Tips and Tricks for Converting Fractions

• If the denominator of the fraction is a power of 10 (e.g., 10, 100, 1000), you can easily convert the fraction to a decimal by moving the decimal point to the left the same number of places as the power of 10. Example: 3/100 = 0.03.
• If the numerator and denominator of the fraction are both odd, you can simplify the fraction by dividing both numbers by their greatest common factor (GCF). This will make the division process easier. Example: 9/15 = (3 x 3)/(3 x 5) = 3/5.
• When using the long division method, it's helpful to write the decimal point directly above the dividend, which ensures that the decimal point in the answer is in the correct place.
• If you get a repeating decimal when using long division, you can express the decimal as a fraction using the following formula:

Decimal = Numerator / (Denominator - Remainder)
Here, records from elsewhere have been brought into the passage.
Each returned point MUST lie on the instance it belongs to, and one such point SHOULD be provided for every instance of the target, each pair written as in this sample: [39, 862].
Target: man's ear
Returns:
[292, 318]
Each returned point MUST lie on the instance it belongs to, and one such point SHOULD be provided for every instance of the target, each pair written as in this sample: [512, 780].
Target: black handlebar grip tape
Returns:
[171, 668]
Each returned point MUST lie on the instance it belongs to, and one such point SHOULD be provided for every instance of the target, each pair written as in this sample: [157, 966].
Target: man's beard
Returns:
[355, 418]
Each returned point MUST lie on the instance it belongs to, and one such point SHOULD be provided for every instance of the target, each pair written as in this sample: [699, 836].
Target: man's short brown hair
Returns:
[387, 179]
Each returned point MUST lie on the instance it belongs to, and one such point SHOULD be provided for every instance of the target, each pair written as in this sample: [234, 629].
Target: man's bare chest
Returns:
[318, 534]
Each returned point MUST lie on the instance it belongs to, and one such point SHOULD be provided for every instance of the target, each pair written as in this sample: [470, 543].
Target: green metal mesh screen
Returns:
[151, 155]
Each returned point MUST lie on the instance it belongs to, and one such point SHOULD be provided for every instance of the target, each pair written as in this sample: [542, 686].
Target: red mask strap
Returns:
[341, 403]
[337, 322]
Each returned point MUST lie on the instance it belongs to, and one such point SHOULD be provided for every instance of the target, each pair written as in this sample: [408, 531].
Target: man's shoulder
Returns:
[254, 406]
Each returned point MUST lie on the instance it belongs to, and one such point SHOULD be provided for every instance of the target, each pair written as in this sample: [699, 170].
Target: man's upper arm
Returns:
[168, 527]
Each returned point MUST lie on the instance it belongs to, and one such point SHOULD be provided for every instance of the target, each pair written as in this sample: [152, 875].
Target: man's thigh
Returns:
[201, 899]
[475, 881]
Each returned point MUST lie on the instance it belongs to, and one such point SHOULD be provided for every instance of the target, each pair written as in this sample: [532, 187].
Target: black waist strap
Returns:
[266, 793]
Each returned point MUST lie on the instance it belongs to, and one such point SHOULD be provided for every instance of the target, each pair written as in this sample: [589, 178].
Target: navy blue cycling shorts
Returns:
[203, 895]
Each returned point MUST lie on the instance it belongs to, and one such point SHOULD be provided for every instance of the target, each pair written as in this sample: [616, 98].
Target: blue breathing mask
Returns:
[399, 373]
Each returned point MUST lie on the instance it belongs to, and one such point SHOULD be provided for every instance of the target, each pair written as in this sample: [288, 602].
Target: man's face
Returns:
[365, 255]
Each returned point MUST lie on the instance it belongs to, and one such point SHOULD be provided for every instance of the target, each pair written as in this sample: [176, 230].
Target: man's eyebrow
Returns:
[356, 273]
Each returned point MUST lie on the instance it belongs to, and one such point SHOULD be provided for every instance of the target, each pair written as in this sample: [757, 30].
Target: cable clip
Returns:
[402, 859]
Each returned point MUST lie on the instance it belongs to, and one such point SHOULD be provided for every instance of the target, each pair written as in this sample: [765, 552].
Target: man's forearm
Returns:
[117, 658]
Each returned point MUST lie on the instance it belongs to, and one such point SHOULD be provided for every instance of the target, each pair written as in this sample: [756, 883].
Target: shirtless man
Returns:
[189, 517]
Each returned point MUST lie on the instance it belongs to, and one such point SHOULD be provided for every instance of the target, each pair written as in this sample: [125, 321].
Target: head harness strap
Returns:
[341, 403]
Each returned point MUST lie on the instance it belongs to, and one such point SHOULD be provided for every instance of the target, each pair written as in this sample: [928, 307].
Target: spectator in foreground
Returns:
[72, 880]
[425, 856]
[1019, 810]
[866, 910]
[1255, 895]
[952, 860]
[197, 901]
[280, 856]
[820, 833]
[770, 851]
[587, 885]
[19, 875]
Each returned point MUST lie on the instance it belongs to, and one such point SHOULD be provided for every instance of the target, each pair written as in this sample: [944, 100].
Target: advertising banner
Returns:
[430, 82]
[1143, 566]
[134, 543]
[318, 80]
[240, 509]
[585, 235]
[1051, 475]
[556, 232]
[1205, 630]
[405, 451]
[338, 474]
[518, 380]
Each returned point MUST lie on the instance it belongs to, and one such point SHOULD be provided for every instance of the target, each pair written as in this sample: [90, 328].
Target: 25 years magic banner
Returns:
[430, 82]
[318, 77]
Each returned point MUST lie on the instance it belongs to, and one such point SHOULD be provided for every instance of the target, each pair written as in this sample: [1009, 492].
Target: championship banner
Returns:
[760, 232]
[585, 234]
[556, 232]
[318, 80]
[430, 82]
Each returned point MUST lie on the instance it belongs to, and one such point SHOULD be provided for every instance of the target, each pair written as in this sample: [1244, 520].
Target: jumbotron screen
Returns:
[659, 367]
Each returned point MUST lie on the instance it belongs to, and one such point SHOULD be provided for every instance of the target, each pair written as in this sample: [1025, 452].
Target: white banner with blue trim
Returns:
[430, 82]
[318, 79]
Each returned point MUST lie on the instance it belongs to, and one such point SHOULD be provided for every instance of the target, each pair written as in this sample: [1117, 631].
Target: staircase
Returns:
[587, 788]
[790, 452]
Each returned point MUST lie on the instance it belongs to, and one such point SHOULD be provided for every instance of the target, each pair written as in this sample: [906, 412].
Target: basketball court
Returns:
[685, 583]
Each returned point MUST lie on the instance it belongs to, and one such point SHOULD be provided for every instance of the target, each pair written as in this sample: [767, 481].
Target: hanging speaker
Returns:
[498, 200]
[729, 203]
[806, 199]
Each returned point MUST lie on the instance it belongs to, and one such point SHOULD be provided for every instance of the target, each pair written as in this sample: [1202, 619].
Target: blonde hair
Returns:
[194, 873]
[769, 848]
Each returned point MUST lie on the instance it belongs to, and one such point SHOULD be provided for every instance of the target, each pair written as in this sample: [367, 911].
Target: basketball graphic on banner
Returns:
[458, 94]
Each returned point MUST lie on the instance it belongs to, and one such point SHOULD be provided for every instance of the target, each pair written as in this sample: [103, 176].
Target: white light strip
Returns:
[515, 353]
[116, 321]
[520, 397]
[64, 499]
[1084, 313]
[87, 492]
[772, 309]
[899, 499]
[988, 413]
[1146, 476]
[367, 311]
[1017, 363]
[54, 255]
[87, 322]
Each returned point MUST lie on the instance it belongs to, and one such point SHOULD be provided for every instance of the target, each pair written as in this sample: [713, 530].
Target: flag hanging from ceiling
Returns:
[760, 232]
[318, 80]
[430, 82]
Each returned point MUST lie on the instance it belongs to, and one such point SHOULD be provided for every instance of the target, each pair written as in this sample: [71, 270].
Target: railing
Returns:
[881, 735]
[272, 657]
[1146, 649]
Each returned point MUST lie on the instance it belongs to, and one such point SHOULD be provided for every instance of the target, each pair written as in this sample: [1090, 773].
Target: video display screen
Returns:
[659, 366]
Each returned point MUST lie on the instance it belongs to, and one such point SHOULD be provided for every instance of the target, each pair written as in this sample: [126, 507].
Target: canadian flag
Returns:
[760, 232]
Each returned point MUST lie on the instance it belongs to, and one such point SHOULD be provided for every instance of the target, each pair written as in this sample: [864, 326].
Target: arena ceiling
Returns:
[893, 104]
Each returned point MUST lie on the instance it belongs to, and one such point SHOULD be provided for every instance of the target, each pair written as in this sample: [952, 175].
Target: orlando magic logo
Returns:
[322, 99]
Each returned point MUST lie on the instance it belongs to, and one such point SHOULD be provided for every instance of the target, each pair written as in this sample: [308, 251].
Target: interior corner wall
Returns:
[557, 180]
How to Convert 7/16 into Decimal Step-by-Step

1. Choose a conversion method: You can use any of the three conversion methods discussed earlier: long division, decimal fraction, or proportion.
2. Perform the conversion: Follow the steps outlined for your chosen method.
3. Round the answer: If necessary, round the answer to the desired level of accuracy.

Call to Action

Converting fractions into decimals is a fundamental mathematical skill that is widely used in various fields. By understanding the different conversion methods and practicing regularly, you can improve your mathematical abilities and confidently handle problems involving fractions and decimals.